Theoretical Computer Science ( IF 0.9 ) Pub Date : 2021-07-08 , DOI: 10.1016/j.tcs.2021.06.041 Bapi Chatterjee 1 , Ivan Walulya 2 , Philippas Tsigas 2
The Nearest neighbour search (NNS) is a fundamental problem in many application domains dealing with multidimensional data. In a concurrent setting, where dynamic modifications are allowed, a linearizable implementation of the NNS is highly desirable.

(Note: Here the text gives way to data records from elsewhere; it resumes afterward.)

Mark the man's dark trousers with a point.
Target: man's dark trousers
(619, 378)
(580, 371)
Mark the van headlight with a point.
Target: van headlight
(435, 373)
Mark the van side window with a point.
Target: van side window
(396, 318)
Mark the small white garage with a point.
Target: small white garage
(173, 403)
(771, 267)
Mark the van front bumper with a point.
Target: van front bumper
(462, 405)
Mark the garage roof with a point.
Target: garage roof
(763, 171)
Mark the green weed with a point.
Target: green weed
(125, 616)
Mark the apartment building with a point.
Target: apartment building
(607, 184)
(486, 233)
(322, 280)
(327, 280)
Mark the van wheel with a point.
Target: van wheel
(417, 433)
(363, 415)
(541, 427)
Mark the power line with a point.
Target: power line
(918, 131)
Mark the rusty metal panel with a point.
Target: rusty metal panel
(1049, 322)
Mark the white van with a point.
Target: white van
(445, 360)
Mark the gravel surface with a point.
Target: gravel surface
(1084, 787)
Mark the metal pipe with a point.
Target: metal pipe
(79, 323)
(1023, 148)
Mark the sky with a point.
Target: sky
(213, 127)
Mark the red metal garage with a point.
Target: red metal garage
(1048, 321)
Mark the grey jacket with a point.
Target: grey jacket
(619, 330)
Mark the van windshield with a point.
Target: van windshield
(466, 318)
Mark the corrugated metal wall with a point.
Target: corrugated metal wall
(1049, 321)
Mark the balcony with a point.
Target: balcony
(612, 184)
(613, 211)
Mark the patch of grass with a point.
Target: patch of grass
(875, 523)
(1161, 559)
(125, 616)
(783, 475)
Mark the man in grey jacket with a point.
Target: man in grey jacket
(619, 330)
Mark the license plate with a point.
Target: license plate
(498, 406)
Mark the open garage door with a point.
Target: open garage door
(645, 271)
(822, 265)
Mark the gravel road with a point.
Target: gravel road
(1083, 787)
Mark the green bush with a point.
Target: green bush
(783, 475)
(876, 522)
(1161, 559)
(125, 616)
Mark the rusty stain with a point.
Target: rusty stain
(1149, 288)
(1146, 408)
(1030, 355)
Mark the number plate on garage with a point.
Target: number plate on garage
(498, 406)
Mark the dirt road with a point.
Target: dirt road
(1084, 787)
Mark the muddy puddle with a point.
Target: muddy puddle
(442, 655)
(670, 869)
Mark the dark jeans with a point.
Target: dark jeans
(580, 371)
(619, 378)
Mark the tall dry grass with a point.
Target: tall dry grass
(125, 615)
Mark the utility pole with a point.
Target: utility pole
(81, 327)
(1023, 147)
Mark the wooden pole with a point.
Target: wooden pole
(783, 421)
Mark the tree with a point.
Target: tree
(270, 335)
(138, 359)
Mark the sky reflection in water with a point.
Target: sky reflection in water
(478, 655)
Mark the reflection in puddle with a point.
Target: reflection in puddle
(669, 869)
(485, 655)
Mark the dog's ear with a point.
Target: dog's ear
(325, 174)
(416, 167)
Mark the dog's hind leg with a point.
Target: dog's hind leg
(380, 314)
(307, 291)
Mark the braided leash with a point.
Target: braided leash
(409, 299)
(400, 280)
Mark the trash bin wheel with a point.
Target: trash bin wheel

This paper introduces the LockFree-kD-tree (LFkD-tree ): a lock-free concurrent kD-tree, which implements an abstract data type (ADT) that provides the operations Add, Remove, Contains, and NNS. Our implementation is linearizable. The operations in the LFkD-tree use single-word read and compare-and-swap ( ) atomic primitives, which are readily supported on available multi-core processors.
We experimentally evaluate the LFkD-tree using several benchmarks comprising real-world and synthetic datasets. The experiments show that the presented design is scalable and achieves significant speed-up compared to the implementations of an existing sequential kD-tree and a recently proposed multidimensional indexing structure, PH-tree.
中文翻译:
LockFree-kD-tree 中的并发线性化最近邻搜索
最近邻搜索 (NNS) 是许多处理多维数据的应用领域中的基本问题。在允许动态修改的并发设置中,非常需要 NNS 的线性化实现。
本文介绍了 LockFree-kD-tree (LFkD-tree):一种无锁并发 kD-tree,它实现了一个抽象数据类型 (ADT),提供了Add、Remove、Contains和NNS 操作。我们的实现是可线性化的。LFkD 树中的操作使用单字读取和比较和交换(
) 原子原语,在可用的多核处理器上很容易支持。我们使用包括真实世界和合成数据集的几个基准对 LFkD 树进行了实验评估。实验表明,与现有的顺序 kD 树和最近提出的多维索引结构 PH 树的实现相比,所提出的设计具有可扩展性并实现了显着的加速。